騒がしい学園の生徒たちはネギの生徒達だけではない。
たとえ夏休みに入ろうと、むしろ夏の太陽より熱い炎を燃やした男たちがシモンの残したグレン団の誇りを背に乗せ戦っていた。
麻帆良武道大会、そして学園祭最終日の大喧嘩。二つの大イベントを乗り越え、夏を迎えた彼らに待っていたのは、シモンとヨーコの帰郷。そして美空とココネが更に強くなるために旅立ったという知らせだった。
シモンとヨーコが何を思って帰ったのか彼らは分からない。そもそも二人についてそれほど詳しく知っているわけではない。
だがそれを詮索するつもりは無い。二人には二人の事情があるのだと言うシャークティの言葉に簡単に彼らは納得した。

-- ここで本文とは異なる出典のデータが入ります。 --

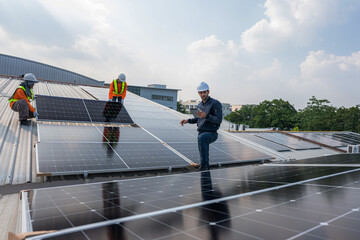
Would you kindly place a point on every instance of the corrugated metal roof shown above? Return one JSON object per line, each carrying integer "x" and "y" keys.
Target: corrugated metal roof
{"x": 17, "y": 155}
{"x": 17, "y": 152}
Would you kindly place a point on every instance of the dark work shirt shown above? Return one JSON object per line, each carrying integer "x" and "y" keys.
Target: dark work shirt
{"x": 213, "y": 119}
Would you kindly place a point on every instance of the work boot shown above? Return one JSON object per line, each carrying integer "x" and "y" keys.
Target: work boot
{"x": 25, "y": 122}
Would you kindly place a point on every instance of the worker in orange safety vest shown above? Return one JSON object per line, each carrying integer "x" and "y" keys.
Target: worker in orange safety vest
{"x": 118, "y": 89}
{"x": 20, "y": 100}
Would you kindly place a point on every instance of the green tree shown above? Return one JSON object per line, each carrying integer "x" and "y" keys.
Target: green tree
{"x": 318, "y": 116}
{"x": 349, "y": 118}
{"x": 242, "y": 116}
{"x": 275, "y": 113}
{"x": 180, "y": 107}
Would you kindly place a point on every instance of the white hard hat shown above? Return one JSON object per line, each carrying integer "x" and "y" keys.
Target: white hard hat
{"x": 122, "y": 77}
{"x": 203, "y": 86}
{"x": 30, "y": 78}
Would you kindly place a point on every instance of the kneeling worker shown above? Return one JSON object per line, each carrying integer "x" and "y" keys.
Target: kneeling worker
{"x": 209, "y": 118}
{"x": 118, "y": 89}
{"x": 20, "y": 100}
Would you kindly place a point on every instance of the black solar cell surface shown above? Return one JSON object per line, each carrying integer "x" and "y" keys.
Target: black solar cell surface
{"x": 61, "y": 158}
{"x": 287, "y": 141}
{"x": 262, "y": 141}
{"x": 220, "y": 152}
{"x": 332, "y": 159}
{"x": 148, "y": 155}
{"x": 60, "y": 108}
{"x": 320, "y": 137}
{"x": 65, "y": 158}
{"x": 262, "y": 202}
{"x": 101, "y": 111}
{"x": 80, "y": 110}
{"x": 73, "y": 133}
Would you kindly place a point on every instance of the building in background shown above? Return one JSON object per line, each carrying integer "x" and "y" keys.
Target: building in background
{"x": 15, "y": 66}
{"x": 226, "y": 108}
{"x": 192, "y": 104}
{"x": 235, "y": 107}
{"x": 157, "y": 93}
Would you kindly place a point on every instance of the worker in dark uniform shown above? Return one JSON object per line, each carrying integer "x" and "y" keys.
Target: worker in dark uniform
{"x": 20, "y": 100}
{"x": 209, "y": 118}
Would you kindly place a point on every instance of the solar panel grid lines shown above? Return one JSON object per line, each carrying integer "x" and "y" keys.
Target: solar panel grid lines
{"x": 265, "y": 142}
{"x": 287, "y": 141}
{"x": 80, "y": 110}
{"x": 320, "y": 137}
{"x": 344, "y": 141}
{"x": 347, "y": 138}
{"x": 257, "y": 207}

それよりも、彼らの心を揺らしたのは、かけがえの無い二人の帰郷に涙を流すことなく、二人と最も仲のよかった美空とココネは、懸命に自分たちの道を進んでいるということだった。
気づいたら彼らはタカミチの元へと向かった。
特に何かやりたいことがあったわけではない。進むべき道が何かあるわけでもない。
しかし何かがしたかった。
今この学園に居ない四人のグレン団たちに負けないよう、彼らも自分を追い込みたくて、この夏を過ごしていたのだった。
そして、彼らも旅立つのだった。